So far I’ve only read the first 20 pages but I have a feeling I’m going to enjoy it. Theroux, a journalist and novelist who lived and taught in Malawi for five years in the 60’s, travels across the African continent from Cairo to Cape Town. He documents is journey from country to country and his experience of the cultures, landscapes and people some of which he is revisiting after having taught there 40 odd years before.

Where I’m at, Theroux is in Egypt waiting for confirmation of his Sudanese visa. While he waits, he does some exploring and visits the Sphinx. Theroux has some interesting thoughts on the history of the Sphinx’s documentation. The quote which stuck out the most for me in this section, and since starting the book, is this:

“But photography’s spoiling of the visual pleasure of places is nothing compared to the way the Internet and our age of information have destroyed the pleasure of discovery in travel.”

This sentence was like a splash of ice-cold water to the face for me. I spend a lot of my time online scrolling through posts and pictures of exotic countries, artifacts and people. So I have a set up image in my mind of what I think they should look like and how i will feel when I experiece them in real life. Before reading Theroux’s thoughts, I had never thought about the way the Internet has affected the way I experience things.

Can it really make such a difference?

Yes.

I had first hand experience of it earlier this year when I visited China.
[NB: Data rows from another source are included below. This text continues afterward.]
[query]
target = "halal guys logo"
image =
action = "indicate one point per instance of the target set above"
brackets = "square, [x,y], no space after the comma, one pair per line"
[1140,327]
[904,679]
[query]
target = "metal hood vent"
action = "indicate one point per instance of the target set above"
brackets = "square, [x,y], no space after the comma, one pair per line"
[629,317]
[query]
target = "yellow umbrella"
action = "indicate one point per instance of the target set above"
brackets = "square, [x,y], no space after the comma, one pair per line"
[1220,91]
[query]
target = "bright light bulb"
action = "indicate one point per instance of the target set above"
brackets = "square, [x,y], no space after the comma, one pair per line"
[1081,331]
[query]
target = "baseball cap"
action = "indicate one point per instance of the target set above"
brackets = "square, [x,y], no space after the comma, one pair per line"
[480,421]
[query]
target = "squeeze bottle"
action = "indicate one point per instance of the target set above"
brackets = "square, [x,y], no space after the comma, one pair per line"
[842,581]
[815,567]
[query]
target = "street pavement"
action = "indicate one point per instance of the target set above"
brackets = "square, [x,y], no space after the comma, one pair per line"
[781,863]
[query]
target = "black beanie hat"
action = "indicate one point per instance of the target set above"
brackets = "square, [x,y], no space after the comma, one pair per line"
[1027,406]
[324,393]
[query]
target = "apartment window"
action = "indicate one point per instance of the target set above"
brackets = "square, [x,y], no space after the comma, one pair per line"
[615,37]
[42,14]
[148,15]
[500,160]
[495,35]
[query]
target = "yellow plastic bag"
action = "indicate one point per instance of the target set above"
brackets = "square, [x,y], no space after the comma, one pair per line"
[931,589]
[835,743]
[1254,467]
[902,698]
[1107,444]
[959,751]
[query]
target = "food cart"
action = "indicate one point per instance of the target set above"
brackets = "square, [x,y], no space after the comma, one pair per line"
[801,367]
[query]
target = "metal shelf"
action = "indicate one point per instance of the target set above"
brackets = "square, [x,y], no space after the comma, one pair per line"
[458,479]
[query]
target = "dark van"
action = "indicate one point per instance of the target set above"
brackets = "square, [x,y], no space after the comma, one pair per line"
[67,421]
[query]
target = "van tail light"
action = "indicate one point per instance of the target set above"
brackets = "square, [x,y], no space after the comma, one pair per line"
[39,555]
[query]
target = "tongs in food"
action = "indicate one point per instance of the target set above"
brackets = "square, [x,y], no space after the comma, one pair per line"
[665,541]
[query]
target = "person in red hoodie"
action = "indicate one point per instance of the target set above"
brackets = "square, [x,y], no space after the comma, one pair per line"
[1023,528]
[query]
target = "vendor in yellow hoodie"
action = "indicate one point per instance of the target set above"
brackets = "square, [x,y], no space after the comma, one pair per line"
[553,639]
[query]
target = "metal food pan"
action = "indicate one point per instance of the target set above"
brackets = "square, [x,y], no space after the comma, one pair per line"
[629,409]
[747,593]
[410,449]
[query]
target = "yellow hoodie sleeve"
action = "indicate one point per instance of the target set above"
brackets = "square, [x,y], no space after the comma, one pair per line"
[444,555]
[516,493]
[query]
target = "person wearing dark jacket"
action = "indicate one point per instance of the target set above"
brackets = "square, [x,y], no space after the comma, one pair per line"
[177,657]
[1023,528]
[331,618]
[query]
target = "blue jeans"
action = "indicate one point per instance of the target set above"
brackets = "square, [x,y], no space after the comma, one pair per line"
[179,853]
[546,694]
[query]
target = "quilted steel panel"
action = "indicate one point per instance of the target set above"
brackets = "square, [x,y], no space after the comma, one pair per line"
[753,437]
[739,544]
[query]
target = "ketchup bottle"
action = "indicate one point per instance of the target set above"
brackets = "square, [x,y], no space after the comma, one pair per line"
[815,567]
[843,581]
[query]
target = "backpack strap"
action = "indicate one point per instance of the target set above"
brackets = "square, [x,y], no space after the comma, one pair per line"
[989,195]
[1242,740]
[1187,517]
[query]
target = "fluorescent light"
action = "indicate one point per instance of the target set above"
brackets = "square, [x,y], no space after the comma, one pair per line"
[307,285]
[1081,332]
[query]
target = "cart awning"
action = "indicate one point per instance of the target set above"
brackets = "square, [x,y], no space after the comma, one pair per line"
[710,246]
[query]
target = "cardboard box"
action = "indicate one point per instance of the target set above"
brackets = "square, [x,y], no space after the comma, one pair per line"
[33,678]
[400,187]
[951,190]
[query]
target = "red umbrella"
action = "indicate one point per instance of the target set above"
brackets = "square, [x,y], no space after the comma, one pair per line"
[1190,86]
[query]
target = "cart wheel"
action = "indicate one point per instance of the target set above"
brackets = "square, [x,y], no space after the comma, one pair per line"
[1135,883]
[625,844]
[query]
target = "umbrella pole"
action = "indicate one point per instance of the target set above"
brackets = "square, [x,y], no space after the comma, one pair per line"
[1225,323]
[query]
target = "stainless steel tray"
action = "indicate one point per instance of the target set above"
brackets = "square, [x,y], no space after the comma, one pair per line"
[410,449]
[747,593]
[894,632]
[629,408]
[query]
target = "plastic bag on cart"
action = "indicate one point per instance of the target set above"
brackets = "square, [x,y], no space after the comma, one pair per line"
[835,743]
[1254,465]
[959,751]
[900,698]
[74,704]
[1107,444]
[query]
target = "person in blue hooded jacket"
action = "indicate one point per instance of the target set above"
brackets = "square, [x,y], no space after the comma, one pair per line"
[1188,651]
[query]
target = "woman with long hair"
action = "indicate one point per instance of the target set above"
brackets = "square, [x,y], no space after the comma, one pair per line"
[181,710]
The Great Wall was one of my most anticipated stops on the trip as my dad had visited it eight years before and had said it was absolutely amazing. When I got to walk the wall for myself, I couldn’t help feeling that it was a lot less wide than I thought it would be. From the pictures I had seen in photos and online, I thought it would be a lot broader. Silly, I know, because the wall was still incredible and insanely long but it was just something I felt at the time. Now I know that I can blame those feelings on my own actions. I ruined the discovery of the Great Wall for myself by seeing images of it beforehand and constructing an unrealistic picture of it in my mind.

I would never be able to shut myself off from seeing pictures of places I’d like to travel before I get to see them but this idea of the ‘age of information’ ruining the discovery of travel is something interesting to keep in mind when exploring.

I may never experience the same feelings of awe that the first explorers felt when they came across new land but its crazy to think of how much something like the Internet can impact the way we experience life today.